WASHINGTON — The Department of Defense has no plans to develop an East Coast Missile Defense site — but if that changes, it will pick a military base in New York over Camp James A. Garfield near Ravenna, officials told Congress.

In a letter to House Appropriations Committee Chair Nita Lowey late Wednesday, Under Secretary of Defense Michael D. Griffin wrote that Fort Drum, New York, “would be the preferred” continental interceptor site in the Eastern United States. Fort Drum, Griffin said, “provides the best operational coverage, but is likely the most expensive option with the most environmental challenges.”

But the selection was the equivalent of winning a beauty pageant without the sash and tiara, Griffin made clear.

Griffin wrote that since the Defense Department’s 2019 Missile Defense Review determined “there is no operational requirement for an East Coast” site, “the Department has no intent to develop one.”

“Should a requirement for an East Coast [site] emerge, the decision would be re-evaluated and additional analysis based on updated performance, the evolving threat, and the fact-of-life changes to the ballistic missile defense system would be accomplished,” he wrote.

The selection is the culmination of a 2016 study that evaluated two potential interceptor sites at Fort Custer, Michigan, one at Camp Garfield, Ohio, and one at Fort Drum for an East Coast Missile Defense site aimed at supplementing existing sites in Alaska and California.

The Ohio delegation fought to locate the former Ravenna Arsenal site in Ohio, with lawmakers including U.S. Rep. Anthony Gonzalez, R-Rocky River, mentioning it to President Donald Trump. The delegation, in letters to defense officials arguing for the site, said it would bring 2,300 construction jobs and up to 850 full-time employees to Northeast Ohio once the system was operational.

But critics said the cost was hard to overcome: It would take an estimated $3.6 billion to get a new site up and running, according to some estimates.
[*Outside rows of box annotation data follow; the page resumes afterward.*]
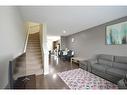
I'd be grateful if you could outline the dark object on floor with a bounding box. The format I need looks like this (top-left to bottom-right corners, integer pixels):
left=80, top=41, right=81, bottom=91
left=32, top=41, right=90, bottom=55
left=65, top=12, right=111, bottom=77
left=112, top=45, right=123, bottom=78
left=118, top=79, right=127, bottom=89
left=79, top=54, right=127, bottom=84
left=14, top=75, right=36, bottom=89
left=59, top=50, right=74, bottom=62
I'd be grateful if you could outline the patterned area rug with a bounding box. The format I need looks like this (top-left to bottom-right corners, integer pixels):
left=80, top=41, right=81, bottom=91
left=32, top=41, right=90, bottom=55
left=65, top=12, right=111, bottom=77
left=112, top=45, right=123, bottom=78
left=58, top=68, right=118, bottom=89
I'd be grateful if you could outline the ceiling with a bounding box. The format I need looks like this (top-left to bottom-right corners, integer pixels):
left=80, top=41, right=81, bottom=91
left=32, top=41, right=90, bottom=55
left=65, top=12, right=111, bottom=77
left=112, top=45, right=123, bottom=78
left=20, top=6, right=127, bottom=36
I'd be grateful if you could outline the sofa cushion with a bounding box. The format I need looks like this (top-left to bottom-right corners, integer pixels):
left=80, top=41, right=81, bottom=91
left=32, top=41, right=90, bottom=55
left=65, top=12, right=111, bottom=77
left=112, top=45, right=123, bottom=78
left=92, top=63, right=110, bottom=73
left=98, top=54, right=114, bottom=61
left=106, top=68, right=127, bottom=78
left=112, top=62, right=127, bottom=70
left=115, top=56, right=127, bottom=64
left=98, top=59, right=113, bottom=67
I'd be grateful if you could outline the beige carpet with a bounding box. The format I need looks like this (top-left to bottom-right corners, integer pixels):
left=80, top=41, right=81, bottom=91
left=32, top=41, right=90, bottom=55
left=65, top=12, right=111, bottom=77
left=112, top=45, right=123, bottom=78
left=26, top=32, right=43, bottom=75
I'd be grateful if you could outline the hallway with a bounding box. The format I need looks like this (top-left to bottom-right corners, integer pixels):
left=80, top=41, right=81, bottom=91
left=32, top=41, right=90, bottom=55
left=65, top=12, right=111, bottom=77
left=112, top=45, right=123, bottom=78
left=26, top=32, right=43, bottom=75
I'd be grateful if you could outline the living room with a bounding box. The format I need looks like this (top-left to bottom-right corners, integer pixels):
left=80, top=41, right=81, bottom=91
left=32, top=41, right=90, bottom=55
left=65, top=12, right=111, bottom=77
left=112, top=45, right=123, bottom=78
left=0, top=0, right=127, bottom=95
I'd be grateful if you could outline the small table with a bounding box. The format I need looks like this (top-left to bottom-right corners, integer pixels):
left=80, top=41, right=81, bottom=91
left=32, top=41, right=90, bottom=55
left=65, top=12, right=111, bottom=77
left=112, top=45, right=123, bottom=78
left=71, top=57, right=85, bottom=65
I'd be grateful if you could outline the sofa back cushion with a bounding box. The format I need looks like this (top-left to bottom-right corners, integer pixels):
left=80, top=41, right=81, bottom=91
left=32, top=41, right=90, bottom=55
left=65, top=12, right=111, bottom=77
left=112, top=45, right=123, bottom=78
left=97, top=54, right=114, bottom=61
left=114, top=56, right=127, bottom=64
left=98, top=58, right=113, bottom=67
left=113, top=62, right=127, bottom=70
left=113, top=56, right=127, bottom=70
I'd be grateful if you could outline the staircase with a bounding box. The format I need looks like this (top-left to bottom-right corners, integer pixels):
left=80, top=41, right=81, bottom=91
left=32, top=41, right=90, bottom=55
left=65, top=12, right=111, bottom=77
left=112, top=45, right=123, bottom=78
left=26, top=32, right=43, bottom=75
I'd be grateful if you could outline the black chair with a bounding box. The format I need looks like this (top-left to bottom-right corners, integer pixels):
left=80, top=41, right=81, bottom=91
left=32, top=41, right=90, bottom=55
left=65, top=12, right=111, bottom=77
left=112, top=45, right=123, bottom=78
left=66, top=50, right=74, bottom=61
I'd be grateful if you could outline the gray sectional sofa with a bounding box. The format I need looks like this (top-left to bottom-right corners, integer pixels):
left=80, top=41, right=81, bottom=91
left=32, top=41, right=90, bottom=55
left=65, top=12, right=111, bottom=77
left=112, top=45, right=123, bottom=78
left=79, top=54, right=127, bottom=83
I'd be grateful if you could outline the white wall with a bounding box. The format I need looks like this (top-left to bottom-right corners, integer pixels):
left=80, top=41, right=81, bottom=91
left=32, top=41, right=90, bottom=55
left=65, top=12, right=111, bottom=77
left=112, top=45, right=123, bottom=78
left=0, top=7, right=26, bottom=88
left=40, top=24, right=49, bottom=75
left=65, top=17, right=127, bottom=59
left=47, top=36, right=60, bottom=50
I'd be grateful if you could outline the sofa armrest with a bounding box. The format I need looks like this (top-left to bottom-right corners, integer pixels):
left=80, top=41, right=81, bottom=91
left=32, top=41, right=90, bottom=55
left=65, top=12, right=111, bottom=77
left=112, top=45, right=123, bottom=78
left=88, top=58, right=97, bottom=72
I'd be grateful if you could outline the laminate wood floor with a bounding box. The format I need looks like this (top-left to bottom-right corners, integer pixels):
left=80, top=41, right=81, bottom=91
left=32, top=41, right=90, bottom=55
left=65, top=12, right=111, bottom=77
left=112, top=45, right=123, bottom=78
left=36, top=56, right=78, bottom=89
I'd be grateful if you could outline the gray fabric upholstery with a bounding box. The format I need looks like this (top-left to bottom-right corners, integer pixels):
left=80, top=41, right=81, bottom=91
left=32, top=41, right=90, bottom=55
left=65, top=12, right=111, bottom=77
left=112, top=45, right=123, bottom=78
left=98, top=58, right=113, bottom=67
left=115, top=56, right=127, bottom=64
left=98, top=54, right=114, bottom=61
left=106, top=68, right=127, bottom=78
left=113, top=62, right=127, bottom=70
left=80, top=54, right=127, bottom=83
left=92, top=63, right=110, bottom=73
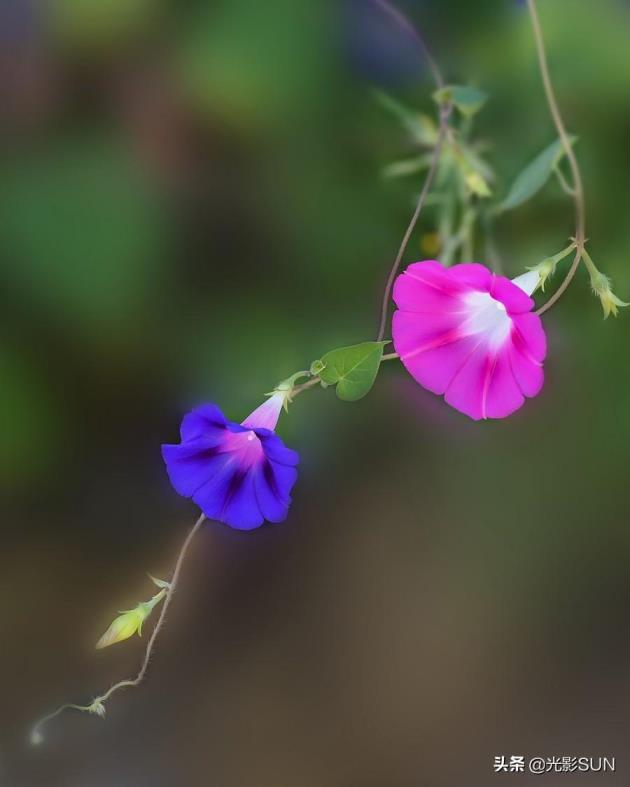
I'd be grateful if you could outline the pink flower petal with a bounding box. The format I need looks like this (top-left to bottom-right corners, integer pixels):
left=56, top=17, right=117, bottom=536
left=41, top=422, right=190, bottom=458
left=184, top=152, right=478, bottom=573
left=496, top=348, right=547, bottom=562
left=392, top=260, right=546, bottom=420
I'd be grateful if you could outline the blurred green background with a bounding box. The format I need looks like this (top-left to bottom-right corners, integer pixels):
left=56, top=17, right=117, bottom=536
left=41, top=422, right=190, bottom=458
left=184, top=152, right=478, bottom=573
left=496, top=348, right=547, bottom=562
left=0, top=0, right=630, bottom=787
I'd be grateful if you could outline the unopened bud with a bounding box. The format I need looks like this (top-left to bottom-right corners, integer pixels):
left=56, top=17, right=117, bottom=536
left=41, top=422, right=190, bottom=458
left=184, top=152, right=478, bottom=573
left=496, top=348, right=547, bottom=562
left=591, top=271, right=630, bottom=319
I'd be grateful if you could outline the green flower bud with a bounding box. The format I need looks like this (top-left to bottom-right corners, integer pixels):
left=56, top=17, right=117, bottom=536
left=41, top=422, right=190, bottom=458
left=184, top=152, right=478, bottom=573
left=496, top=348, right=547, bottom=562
left=91, top=588, right=167, bottom=648
left=591, top=271, right=630, bottom=319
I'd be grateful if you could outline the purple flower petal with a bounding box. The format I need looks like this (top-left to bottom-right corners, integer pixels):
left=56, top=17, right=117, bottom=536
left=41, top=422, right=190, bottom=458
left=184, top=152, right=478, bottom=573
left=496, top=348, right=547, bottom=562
left=162, top=404, right=299, bottom=530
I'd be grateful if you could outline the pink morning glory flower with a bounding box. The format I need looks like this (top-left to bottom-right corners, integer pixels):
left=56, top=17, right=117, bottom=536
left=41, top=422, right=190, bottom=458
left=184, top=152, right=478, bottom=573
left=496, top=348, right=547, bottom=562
left=162, top=391, right=299, bottom=530
left=392, top=260, right=547, bottom=420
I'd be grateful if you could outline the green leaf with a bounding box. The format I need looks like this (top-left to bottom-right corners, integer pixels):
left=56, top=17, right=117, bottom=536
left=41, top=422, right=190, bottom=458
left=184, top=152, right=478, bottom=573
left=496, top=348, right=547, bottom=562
left=374, top=90, right=438, bottom=148
left=319, top=342, right=388, bottom=402
left=499, top=137, right=577, bottom=211
left=433, top=85, right=488, bottom=117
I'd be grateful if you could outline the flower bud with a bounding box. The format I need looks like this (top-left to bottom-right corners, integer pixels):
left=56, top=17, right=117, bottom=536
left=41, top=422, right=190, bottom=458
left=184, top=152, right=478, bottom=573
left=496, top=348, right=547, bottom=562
left=591, top=272, right=630, bottom=319
left=96, top=604, right=147, bottom=650
left=530, top=257, right=558, bottom=292
left=87, top=697, right=105, bottom=719
left=91, top=592, right=168, bottom=652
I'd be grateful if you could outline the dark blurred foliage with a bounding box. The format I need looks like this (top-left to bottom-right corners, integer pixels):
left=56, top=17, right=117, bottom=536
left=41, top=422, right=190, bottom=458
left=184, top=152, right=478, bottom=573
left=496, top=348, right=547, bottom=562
left=0, top=0, right=630, bottom=787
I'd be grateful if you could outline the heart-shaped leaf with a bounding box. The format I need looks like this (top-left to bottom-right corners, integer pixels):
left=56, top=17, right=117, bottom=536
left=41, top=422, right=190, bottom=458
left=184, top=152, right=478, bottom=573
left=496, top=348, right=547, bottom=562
left=499, top=137, right=577, bottom=210
left=433, top=85, right=488, bottom=117
left=319, top=342, right=388, bottom=402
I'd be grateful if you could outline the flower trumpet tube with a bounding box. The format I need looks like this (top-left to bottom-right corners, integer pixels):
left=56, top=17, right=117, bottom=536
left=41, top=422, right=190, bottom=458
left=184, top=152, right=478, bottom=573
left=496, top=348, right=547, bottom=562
left=162, top=387, right=299, bottom=530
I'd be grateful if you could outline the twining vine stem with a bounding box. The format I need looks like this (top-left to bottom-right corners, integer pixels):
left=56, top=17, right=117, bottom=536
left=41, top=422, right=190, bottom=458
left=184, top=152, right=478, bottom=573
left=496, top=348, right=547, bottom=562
left=31, top=0, right=586, bottom=743
left=527, top=0, right=586, bottom=314
left=31, top=514, right=206, bottom=743
left=374, top=0, right=453, bottom=342
left=376, top=103, right=453, bottom=342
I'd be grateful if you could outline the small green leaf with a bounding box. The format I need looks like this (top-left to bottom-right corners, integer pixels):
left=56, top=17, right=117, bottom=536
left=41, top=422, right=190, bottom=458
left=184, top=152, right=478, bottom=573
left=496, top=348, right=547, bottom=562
left=433, top=85, right=488, bottom=117
left=319, top=342, right=388, bottom=402
left=499, top=137, right=577, bottom=211
left=374, top=90, right=438, bottom=148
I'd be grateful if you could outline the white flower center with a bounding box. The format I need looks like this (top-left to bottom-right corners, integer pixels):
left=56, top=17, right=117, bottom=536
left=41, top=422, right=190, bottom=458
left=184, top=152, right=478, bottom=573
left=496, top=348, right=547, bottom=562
left=462, top=292, right=512, bottom=349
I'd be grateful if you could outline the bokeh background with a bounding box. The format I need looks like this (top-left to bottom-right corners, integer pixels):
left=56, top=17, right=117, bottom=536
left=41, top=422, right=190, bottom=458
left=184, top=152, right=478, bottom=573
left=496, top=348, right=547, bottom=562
left=0, top=0, right=630, bottom=787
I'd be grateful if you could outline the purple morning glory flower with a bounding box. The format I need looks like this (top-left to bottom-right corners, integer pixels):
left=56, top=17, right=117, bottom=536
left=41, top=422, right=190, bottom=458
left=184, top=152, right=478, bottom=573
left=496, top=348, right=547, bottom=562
left=162, top=391, right=299, bottom=530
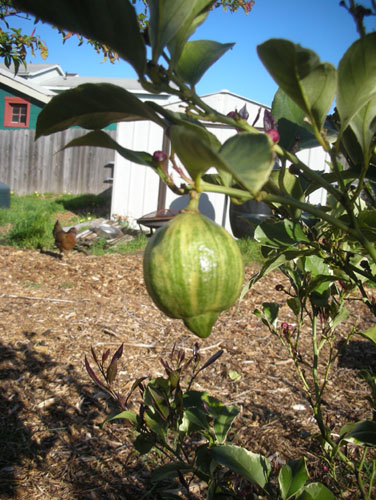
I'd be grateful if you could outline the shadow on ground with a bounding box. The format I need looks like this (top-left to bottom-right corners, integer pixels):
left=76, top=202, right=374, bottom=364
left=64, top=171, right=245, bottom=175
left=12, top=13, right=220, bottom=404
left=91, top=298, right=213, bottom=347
left=0, top=338, right=148, bottom=500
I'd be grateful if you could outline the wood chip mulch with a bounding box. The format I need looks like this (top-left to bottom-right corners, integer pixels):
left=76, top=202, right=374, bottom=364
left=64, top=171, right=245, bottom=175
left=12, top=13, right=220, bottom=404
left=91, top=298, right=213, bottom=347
left=0, top=247, right=376, bottom=500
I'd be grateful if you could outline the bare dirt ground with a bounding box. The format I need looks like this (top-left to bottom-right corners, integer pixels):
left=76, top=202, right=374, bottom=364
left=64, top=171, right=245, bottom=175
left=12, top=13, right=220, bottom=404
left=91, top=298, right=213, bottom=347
left=0, top=247, right=376, bottom=500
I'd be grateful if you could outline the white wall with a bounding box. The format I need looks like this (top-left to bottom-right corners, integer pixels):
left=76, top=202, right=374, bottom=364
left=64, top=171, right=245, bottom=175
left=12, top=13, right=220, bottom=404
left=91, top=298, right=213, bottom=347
left=111, top=91, right=328, bottom=232
left=111, top=121, right=163, bottom=219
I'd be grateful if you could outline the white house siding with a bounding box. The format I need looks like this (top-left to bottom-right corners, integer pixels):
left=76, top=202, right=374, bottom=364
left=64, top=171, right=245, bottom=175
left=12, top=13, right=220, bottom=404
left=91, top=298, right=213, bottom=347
left=111, top=90, right=328, bottom=232
left=111, top=121, right=163, bottom=219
Critics also said the Defense Department would be better served improving its existing missile defense system instead of adding a new site.

Griffin wrote that Fort Custer was the “least expensive option,” Griffin wrote. Camp Garfield, meanwhile, “had similar environmental challenges to Fort Drum with reduced capability.”

U.S. Rep. Mike Turner, R-Dayton, ranking member of the House Armed Services Subcommittee on Strategic Forces, who authored the legislation to establish the site, said that “now that site selection has occurred, we need to proceed to build out this site to protect our nation.”

Sen. Rob Portman, R-Ohio, said he thought Camp Garfield was the “right place” for the site.

“It is strategically located, meets all the criteria, and most importantly has the highly skilled, highly educated workforce necessary to build this critically important facility when it is needed,” he said.

He said while the Defense Department has “consistently said” they don’t plan to create a third missile defense site, “just last week they sent me a letter saying they had not made any decision on a preferred choice should it be necessary in the future.”

His sentiments were echoed by Sen. Sherrod Brown, D-Ohio, who said, "the Defense Department made the wrong decision and we will continue to push for additional information about the selection process.

"Camp Garfield has a proven history of providing critical support to our national security and the workforce there was ready to take on this mission."